Game distributers still sell boards to the arcade owners, who in
turn try to recoup their investment from the gaming public. This
is a very inefficient way of going about making the highest profit,
as the distributers feed from the arcade owners, who (in their financially
weakened state) attempt to feed upon the customers. But it is the
customers who bring money into the system as a whole, and it is
they whom both the producers and the providers should be focusing
upon.
For example, a Capcom vs. SNK machine may lay dormant in an arcade
for most of a day while a Capcom vs. SNK 2 machine can still attract
many customers per hour. As the difference between the two machines
is largely software, and the software development costs are already
sunk, what advantage does it provide Capcom if the arcade continues
to provide the older game instead of the newer one? If Capcom were
to enter into a profitsharing agreement with the arcade owner, the
difference in the amount of quarters taken by the updated game could
be split between the two parties to the betterment of all. Such
profitsharing agreements are what allows Blockbuster video to have
20 copies of the latest movies available for rent... an arrangement
that would have been impossible under the older 100-dollars-per-rental-movie
paradigm. They realized that they should be looking for ways to
maximize income from the consumer, not the business serving the
consumer, and that they were in a unique position do to so because
they were in an industry, like videogames, with high sunk costs
and low materials costs.
If such an agreement could be struck amongst arcades and gaming
companies, the consumer might return to the arcade as a "latest
and greatest, premium" model showcase, just like theaters are
used for today. Instead of being static, with few games coming in
or going out, arcades could be dynamic new adventures for all comers.

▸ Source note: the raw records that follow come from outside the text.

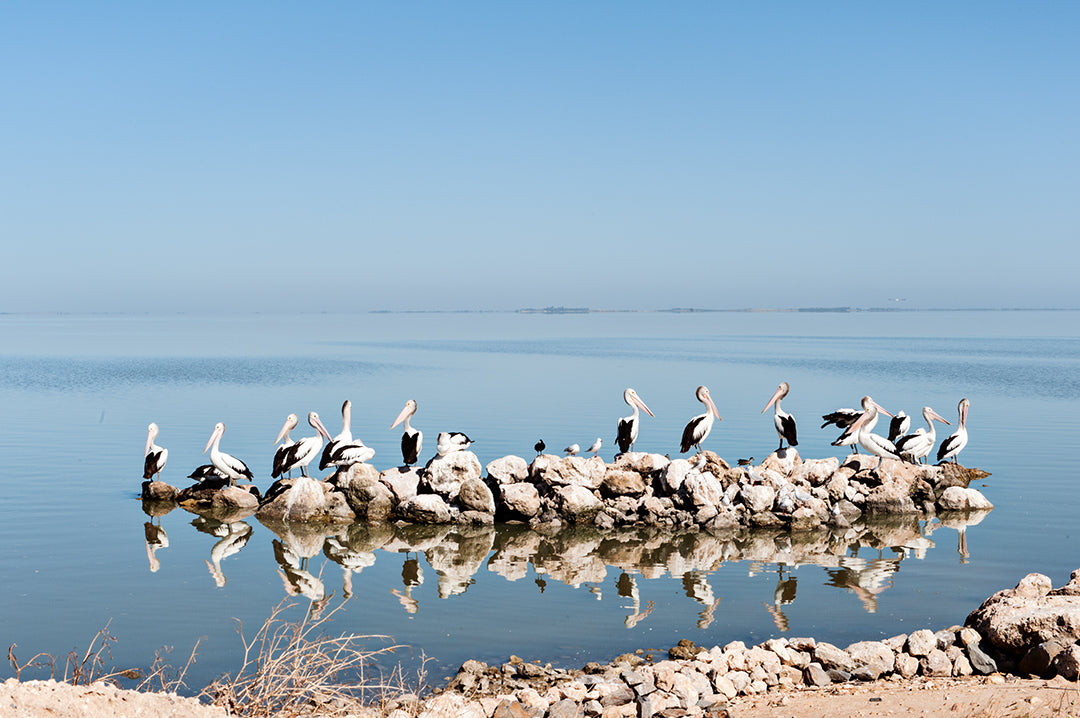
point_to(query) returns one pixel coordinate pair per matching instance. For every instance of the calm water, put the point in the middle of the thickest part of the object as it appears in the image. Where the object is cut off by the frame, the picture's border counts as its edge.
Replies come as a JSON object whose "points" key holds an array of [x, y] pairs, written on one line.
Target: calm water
{"points": [[79, 391]]}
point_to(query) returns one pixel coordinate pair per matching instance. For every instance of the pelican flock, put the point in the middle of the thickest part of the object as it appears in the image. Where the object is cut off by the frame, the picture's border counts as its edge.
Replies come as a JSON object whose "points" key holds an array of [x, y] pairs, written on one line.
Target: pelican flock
{"points": [[345, 450]]}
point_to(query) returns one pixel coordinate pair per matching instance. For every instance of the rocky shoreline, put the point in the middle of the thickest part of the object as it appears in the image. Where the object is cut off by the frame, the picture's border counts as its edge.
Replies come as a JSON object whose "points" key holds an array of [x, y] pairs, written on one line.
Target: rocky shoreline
{"points": [[636, 489]]}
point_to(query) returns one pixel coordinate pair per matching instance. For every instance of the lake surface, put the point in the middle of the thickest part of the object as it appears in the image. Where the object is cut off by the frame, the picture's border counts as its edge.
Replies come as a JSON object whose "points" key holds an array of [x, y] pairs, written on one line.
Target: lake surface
{"points": [[80, 552]]}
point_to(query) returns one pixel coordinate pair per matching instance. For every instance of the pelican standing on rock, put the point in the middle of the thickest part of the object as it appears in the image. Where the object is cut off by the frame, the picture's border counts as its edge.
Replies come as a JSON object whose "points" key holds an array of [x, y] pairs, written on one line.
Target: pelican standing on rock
{"points": [[281, 455], [918, 445], [449, 442], [783, 421], [699, 428], [156, 456], [413, 438], [228, 465], [341, 438], [955, 443], [300, 454], [628, 425]]}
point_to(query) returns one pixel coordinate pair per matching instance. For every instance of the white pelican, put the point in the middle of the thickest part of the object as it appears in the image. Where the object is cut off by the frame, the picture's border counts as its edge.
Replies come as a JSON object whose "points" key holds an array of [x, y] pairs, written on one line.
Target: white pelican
{"points": [[783, 421], [699, 428], [413, 438], [300, 454], [156, 456], [281, 456], [628, 425], [918, 445], [451, 441], [341, 438], [900, 425], [955, 443], [229, 466], [875, 445]]}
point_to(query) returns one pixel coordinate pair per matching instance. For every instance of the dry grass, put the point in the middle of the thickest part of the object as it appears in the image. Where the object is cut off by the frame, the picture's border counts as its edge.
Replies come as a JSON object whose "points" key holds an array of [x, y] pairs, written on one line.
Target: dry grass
{"points": [[293, 668]]}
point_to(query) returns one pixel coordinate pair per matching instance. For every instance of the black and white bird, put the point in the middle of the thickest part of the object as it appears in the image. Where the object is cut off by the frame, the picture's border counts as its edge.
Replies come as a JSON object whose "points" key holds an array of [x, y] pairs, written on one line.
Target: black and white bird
{"points": [[626, 434], [300, 454], [916, 447], [154, 456], [228, 465], [413, 438], [698, 430], [281, 454], [899, 425], [955, 443], [343, 437], [783, 421], [449, 442]]}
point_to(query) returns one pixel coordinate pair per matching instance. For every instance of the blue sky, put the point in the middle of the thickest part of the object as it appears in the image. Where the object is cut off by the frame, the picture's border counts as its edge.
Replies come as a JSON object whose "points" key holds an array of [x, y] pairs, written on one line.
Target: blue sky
{"points": [[353, 156]]}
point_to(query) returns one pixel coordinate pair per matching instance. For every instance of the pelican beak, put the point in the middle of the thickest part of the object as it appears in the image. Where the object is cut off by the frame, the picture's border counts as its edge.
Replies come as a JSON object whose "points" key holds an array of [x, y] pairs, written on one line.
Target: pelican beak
{"points": [[401, 417], [780, 391], [637, 401]]}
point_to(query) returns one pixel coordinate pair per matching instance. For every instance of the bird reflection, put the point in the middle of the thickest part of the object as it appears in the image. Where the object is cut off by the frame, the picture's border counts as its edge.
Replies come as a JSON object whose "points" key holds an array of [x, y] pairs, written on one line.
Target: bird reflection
{"points": [[232, 537], [156, 538]]}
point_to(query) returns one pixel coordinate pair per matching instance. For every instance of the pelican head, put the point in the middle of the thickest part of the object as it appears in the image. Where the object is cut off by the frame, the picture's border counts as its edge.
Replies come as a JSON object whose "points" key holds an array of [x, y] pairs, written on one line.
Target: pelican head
{"points": [[780, 393], [406, 412], [151, 433], [318, 425], [707, 401], [218, 430], [289, 424], [631, 397]]}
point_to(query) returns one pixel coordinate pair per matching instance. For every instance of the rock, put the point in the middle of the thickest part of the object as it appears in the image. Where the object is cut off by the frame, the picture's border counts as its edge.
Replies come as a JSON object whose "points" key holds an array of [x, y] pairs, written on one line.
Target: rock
{"points": [[577, 503], [426, 509], [960, 499], [522, 499], [475, 496], [1015, 620], [622, 483], [444, 475], [873, 659], [508, 470], [402, 482]]}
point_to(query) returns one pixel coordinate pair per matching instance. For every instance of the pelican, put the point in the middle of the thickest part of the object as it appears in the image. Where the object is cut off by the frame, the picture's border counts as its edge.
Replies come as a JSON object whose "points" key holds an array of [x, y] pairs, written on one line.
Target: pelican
{"points": [[228, 465], [628, 425], [413, 438], [783, 421], [281, 456], [156, 456], [918, 445], [300, 454], [955, 443], [900, 425], [699, 428], [340, 439], [451, 441], [875, 445]]}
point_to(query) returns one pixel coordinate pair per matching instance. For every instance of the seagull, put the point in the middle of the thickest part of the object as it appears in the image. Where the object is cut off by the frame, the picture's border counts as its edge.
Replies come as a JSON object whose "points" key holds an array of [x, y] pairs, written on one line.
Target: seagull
{"points": [[156, 456], [629, 425], [783, 421], [698, 430]]}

Instead of being irrelevant, arcades could be focal. Instead of
hemmoraging money, arcades and the producers they partner with could
return to profitability.
Are arcades dying out? Obviously. Are they an evolutionary dead
end? Hardly. The next generation arcade needs to better equip itself
to face the realities of business in an entertainment economy. And
with such a change the industry could thrive.
We might even see a return of the great arcade culture.